La restriction concerne tous les types de diesel, y compris les mélanges d’été, d’hiver et arctiques, ainsi que les distillats lourds, y compris les gasoils, selon le décret gouvernemental. Elle est entrée en vigueur le 21 septembre, mais n’a pas de date limite.

La Russie joue un rôle important sur le marché mondial du diesel. Depuis le début de l’année, le pays est le plus grand exportateur maritime de carburant diesel, devançant de peu les États-Unis, selon les données de Vortexa compilées par Bloomberg. Il a expédié plus d’un million de barils par jour de janvier à la mi-septembre.

À première vue, l’interdiction n’aura pas un grand impact sur les pays occidentaux qui se sont alignés pour soutenir l’Ukraine après que les troupes russes ont franchi la frontière en février 2022. Les acheteurs traditionnels en Europe ont cessé d’acheter à la Russie à la suite de l’attaque. Le commerce s’est donc déplacé ailleurs, la Turquie, le Brésil et l’Arabie saoudite devenant des destinations clés.

Mais les marchés pétroliers sont mondiaux et la perte d’une source d’approvisionnement aussi importante pendant une période prolongée est presque impensable. Pour sa part, la Russie ne peut probablement pas non plus se permettre de retenir ses exportations trop longtemps.

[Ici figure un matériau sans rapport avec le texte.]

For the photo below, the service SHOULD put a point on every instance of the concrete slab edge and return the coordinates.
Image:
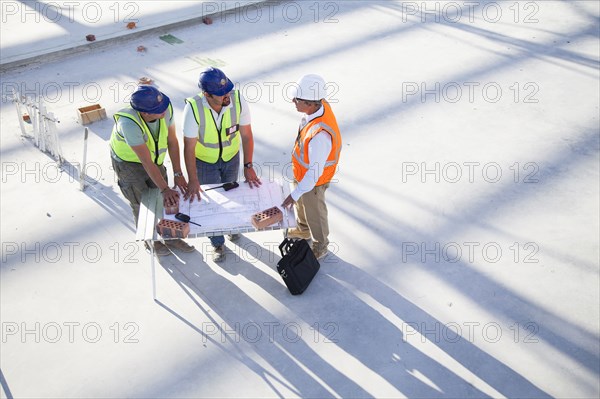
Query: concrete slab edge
(127, 36)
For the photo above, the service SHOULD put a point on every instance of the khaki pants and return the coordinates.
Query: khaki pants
(133, 182)
(312, 215)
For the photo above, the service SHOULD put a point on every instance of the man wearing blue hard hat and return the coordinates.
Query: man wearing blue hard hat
(216, 123)
(142, 135)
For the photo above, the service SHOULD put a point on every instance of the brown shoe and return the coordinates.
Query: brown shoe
(180, 245)
(297, 233)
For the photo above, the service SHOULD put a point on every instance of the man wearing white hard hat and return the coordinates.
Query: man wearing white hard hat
(314, 162)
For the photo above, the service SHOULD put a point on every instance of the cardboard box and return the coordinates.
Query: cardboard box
(91, 114)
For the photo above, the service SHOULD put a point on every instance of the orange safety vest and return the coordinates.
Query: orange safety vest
(300, 161)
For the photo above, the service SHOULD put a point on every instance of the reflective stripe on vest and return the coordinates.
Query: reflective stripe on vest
(301, 163)
(214, 143)
(124, 151)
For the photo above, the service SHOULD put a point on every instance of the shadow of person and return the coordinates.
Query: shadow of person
(492, 371)
(366, 338)
(250, 328)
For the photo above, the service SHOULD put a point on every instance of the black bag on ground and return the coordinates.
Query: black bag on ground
(298, 265)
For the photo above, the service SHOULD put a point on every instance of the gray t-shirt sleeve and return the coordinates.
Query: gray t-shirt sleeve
(132, 132)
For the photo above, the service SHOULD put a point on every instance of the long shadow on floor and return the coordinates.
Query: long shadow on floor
(336, 331)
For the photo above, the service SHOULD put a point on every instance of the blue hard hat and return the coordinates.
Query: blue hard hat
(213, 81)
(148, 99)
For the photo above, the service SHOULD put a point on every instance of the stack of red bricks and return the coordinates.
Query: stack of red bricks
(172, 229)
(265, 218)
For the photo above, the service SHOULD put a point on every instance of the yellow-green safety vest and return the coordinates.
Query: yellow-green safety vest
(158, 148)
(214, 143)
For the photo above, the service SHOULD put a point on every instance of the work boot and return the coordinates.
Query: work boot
(160, 249)
(297, 233)
(180, 245)
(219, 253)
(233, 237)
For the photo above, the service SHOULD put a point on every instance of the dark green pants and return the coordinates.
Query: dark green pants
(134, 181)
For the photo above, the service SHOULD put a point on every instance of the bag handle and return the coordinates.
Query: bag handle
(287, 244)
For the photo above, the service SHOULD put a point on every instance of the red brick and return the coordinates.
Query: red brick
(172, 229)
(265, 218)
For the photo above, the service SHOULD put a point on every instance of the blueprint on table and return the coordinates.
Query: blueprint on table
(221, 212)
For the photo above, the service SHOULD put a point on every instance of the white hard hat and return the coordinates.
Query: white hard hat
(310, 87)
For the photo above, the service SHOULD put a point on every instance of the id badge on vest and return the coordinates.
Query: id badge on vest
(231, 130)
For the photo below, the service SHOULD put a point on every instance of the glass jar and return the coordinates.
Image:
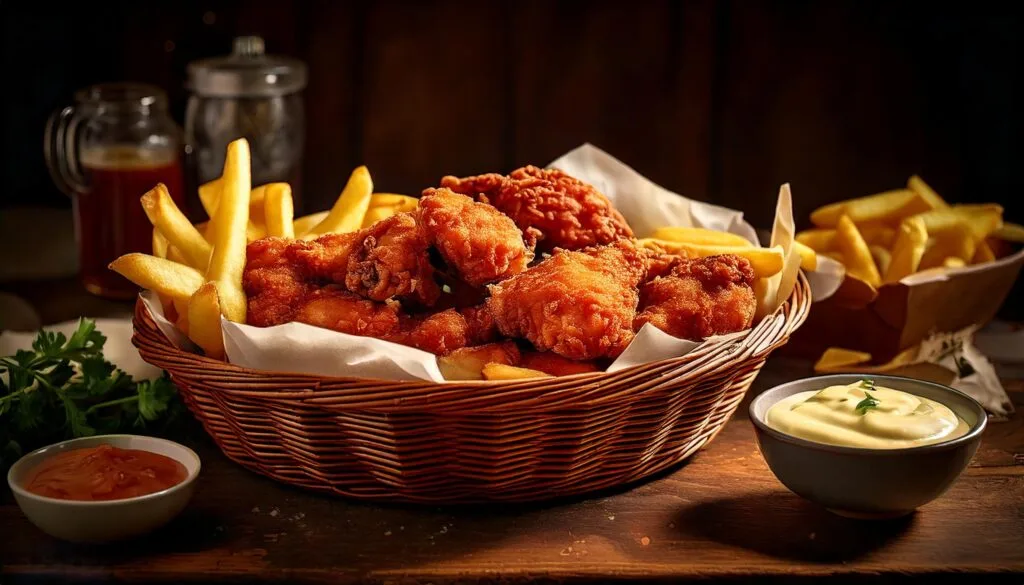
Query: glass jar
(252, 95)
(117, 142)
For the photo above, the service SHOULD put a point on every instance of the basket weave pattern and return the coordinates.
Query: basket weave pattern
(471, 442)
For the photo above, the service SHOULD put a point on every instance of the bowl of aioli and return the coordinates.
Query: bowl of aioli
(104, 488)
(867, 446)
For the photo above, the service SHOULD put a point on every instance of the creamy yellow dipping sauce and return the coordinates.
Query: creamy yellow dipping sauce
(885, 419)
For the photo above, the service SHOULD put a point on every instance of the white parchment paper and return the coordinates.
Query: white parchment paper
(303, 348)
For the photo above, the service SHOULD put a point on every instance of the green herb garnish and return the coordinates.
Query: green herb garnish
(869, 402)
(65, 388)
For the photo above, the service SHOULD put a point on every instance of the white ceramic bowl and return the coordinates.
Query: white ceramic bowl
(104, 520)
(868, 483)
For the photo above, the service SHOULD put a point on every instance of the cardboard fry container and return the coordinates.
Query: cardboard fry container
(906, 312)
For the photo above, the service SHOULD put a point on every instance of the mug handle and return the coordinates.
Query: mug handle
(60, 151)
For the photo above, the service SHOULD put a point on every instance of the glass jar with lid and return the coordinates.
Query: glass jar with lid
(115, 143)
(247, 94)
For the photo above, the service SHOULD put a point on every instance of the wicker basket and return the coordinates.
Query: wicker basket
(471, 442)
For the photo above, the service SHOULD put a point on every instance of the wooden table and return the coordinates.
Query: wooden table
(722, 516)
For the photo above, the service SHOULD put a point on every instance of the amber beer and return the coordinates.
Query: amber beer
(109, 217)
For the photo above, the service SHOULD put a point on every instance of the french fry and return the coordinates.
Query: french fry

Les barils russes envoyés en Arabie saoudite et en Turquie ont libéré du diesel produit dans les raffineries de ces pays. Ce diesel est maintenant exporté vers les anciens acheteurs de la Russie en Europe. Ce n’est pas un commerce efficace, mais il permet à tout le monde d’obtenir le carburant dont il a besoin. L’arrêt des livraisons russes à ces États “amis” risque d’avoir des répercussions sur les États “non amis” de l’Ouest en raison de la hausse des prix et de la réduction des exportations de pays tels que la Turquie et l’Arabie saoudite.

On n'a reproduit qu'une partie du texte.